In our private lives, and especially in terms of our professional endeavors, we often fall victim to our own worst politics.
Not expressed in upright, straight English as you or I know it, but rather in that peculiar dialect known as (ahem) “Political Speak” - a language fluently filled with bizarre euphemisms and double-talk.
Political Speak may be confusing to those who don’t circulate up to their armpits among politicians, particularly those who may be new to the local military community in general.
A phrase like, “Hey, shipmate!” can involve several definitions, most extremely derogatory in nature, if that designated “shipmate” isn’t considered to be carrying his or her own weight in relation to the workload and its inherent responsibilities.

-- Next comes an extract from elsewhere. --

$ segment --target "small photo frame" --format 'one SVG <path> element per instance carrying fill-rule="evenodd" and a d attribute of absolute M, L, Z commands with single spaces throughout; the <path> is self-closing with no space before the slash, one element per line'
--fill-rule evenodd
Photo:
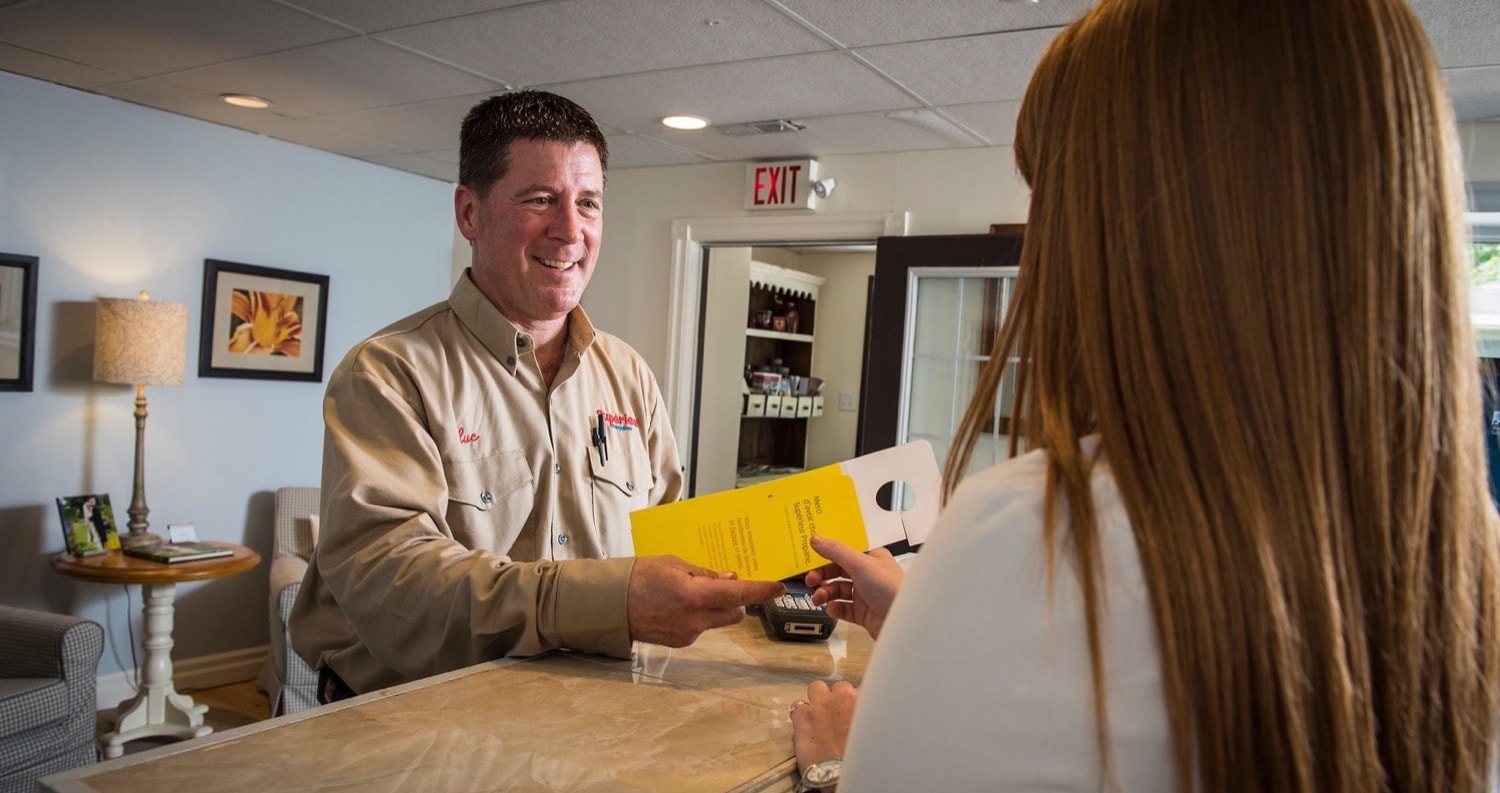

A seemingly innocent-sounding statement like, “Fireman Timmy here is FUBARed,” (meaning a sailor dubbed “Fireman Timmy” is actually a hopelessly inept member of the crew who should be thereafter recognized as the ship’s foul-up), actually becomes a major insult.
When one well-seasoned Navy wife says to another, “Meet Rita. She likes to have a good time,” it’s universally interpreted by other wives to mean: “Rita is a deployment bar fly who tends to get very drunk when she goes out and frequently sleeps with other men when her husband is at sea.”
Trust me on this.
A few of the more commonly used Political Speak phrases and their literal translations military members learn to understand only too well:
“Let me look into that for you.” Translation: “You’ve got a problem which definitely isn’t my problem, but I’ll give your problem about one millisecond of my time to satisfy your need for immediate gratification before I blow you and your problem off completely.”
(Word to the wise: Never get on the bad side of anyone who handles paperwork - especially your paperwork.)
“I’ll get right on that.” Translation: You say you’ve got a problem which I consider to be a very minor problem in comparison to the more important problems I am dealing with right now. But telling you this will get you off my back for at least the next 24-hour period, at which time I expect to have enough to time to properly look into this problem for you. ”
“How are things? Hey, they’re just peachy.” Translation: “If I haven’t angrily inserted the ‘F’-word with an ‘ing’ attached into my response between ‘just’ and ‘peachy’ when you redundantly call me down in my work center to find out how things are going as we are sweating the load to get the ship underway on time, rest assured that ‘things’ are just fine.”
Obviously, what we say and what we mean to say can be two entirely different things.
Sometimes that’s a good thing and sometimes not, but when it comes to Political Speak you have to be even more careful - what is said to you might not be what is being said at all!